Dolly writes in a diary entry that she sees a friend, Jim Perry, having a confrontation with the Yankees, and flees to her home to protect what she can.  At the end of this day, Yankees had taken 1,000 pounds of meat from her smokehouse, 18 turkeys, her hens, chickens, butter, and lard, among other necessities. Despite these losses, Dolly writes that the biggest loss of the day was “my boys”, speaking of the slaves that were so close to her, who were to join the Yankees in the Civil War.  She speaks of a pair of pants that she made for a slave named Jack, and how he will never get to wear them. Fortunately for Mrs.
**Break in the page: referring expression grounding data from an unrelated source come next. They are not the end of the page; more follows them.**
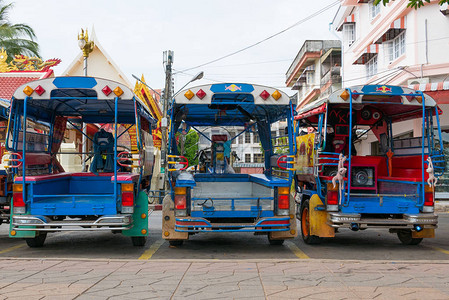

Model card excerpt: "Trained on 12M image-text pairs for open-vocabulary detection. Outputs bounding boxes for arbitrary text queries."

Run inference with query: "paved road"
[1,212,448,261]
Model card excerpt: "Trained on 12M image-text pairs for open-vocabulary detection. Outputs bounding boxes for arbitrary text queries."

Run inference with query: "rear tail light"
[174,187,187,216]
[13,184,25,214]
[121,183,134,213]
[423,185,434,213]
[277,187,290,216]
[326,183,339,211]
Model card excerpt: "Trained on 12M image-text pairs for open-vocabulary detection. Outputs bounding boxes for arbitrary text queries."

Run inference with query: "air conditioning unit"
[407,77,429,86]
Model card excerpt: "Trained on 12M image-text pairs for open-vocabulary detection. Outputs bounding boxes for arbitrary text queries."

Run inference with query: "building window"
[230,131,236,144]
[245,153,251,163]
[306,71,314,87]
[385,32,406,62]
[369,1,380,19]
[253,133,260,144]
[245,132,251,143]
[343,23,355,47]
[254,153,263,163]
[366,56,378,78]
[238,134,243,144]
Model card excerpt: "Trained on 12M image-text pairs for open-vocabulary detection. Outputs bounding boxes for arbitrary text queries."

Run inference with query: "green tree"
[0,1,40,61]
[375,0,449,9]
[176,129,199,166]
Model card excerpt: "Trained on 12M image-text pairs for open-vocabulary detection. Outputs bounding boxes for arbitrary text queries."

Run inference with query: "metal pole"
[160,50,174,188]
[82,57,88,171]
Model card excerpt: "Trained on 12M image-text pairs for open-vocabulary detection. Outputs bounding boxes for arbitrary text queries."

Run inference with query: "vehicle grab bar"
[167,155,188,171]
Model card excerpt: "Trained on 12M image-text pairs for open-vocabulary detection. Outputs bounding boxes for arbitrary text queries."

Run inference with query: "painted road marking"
[431,246,449,255]
[0,244,25,255]
[285,241,310,259]
[138,239,165,260]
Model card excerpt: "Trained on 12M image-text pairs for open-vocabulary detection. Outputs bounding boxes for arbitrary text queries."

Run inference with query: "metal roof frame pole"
[347,88,353,207]
[22,96,29,204]
[160,50,174,190]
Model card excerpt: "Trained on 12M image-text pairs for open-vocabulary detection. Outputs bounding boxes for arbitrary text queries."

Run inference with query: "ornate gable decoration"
[0,48,61,73]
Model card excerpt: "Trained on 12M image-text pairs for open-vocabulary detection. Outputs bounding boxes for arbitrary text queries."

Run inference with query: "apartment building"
[285,40,342,110]
[333,0,449,196]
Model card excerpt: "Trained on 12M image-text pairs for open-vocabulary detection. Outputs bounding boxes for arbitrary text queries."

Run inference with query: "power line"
[177,0,340,73]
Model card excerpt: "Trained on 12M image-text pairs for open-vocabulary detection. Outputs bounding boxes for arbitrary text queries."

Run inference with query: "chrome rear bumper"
[11,214,133,231]
[328,212,438,229]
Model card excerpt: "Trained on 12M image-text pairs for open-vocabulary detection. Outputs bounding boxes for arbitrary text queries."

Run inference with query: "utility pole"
[160,50,174,187]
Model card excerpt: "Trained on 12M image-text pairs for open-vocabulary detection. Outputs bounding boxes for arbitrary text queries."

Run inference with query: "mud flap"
[269,195,298,240]
[123,191,149,237]
[412,228,435,238]
[309,194,335,238]
[162,194,188,241]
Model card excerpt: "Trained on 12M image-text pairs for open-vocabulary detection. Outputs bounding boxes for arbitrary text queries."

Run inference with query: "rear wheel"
[169,240,183,247]
[268,237,284,245]
[397,230,423,245]
[300,199,322,245]
[25,233,47,248]
[131,236,147,246]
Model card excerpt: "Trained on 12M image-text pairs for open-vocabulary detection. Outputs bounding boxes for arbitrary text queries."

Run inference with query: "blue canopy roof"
[172,83,292,126]
[11,77,156,124]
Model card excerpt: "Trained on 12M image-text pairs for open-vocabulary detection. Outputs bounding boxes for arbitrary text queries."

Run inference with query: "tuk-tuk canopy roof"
[172,83,291,126]
[296,85,439,123]
[11,76,155,124]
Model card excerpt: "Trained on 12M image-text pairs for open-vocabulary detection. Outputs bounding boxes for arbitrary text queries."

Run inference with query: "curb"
[435,201,449,212]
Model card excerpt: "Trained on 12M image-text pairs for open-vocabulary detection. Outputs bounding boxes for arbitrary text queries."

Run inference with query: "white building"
[333,0,449,195]
[286,40,342,110]
[198,123,286,173]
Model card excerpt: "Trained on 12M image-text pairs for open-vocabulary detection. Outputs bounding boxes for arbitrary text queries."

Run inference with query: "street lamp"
[173,71,204,97]
[77,28,94,76]
[78,28,94,171]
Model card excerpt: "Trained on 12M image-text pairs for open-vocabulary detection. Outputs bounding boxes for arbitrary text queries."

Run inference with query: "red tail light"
[277,187,290,215]
[13,192,25,207]
[327,190,338,205]
[122,192,134,207]
[278,195,289,209]
[424,192,434,206]
[175,195,187,210]
[13,184,26,214]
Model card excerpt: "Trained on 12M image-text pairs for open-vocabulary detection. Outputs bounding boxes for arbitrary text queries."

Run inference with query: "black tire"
[131,236,147,247]
[300,199,323,245]
[268,237,284,245]
[169,240,183,247]
[25,233,47,248]
[397,230,423,245]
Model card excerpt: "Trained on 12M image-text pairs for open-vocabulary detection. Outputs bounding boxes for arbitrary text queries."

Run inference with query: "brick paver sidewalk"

Burge, a Captain Webber greets her at the door, claiming to know her brother; Dolly speculates this is the reason her house was spared of burning. While all of this destruction happened to her home because of the Civil War, Mrs. Burge had pleasant thoughts on the Yankees, stating, “I don’t believe they would have molested women and children had they had their way.”

Knowing that they were doing what they must do on orders; she knew she would be okay, even calling Captain Webber a friend. In the end, she lost $30,000, equal to $447,761.19 today, but came out a ‘much stronger rebel”, in her words. She closes the Diary by longing for her boys, and is quoted saying “fellow-suffering makes us all equal…” One of the last entries talks of her dear Sadai at Christmas, and knowing that happiness prevailed from the Civil War in Covington, and for Dolly.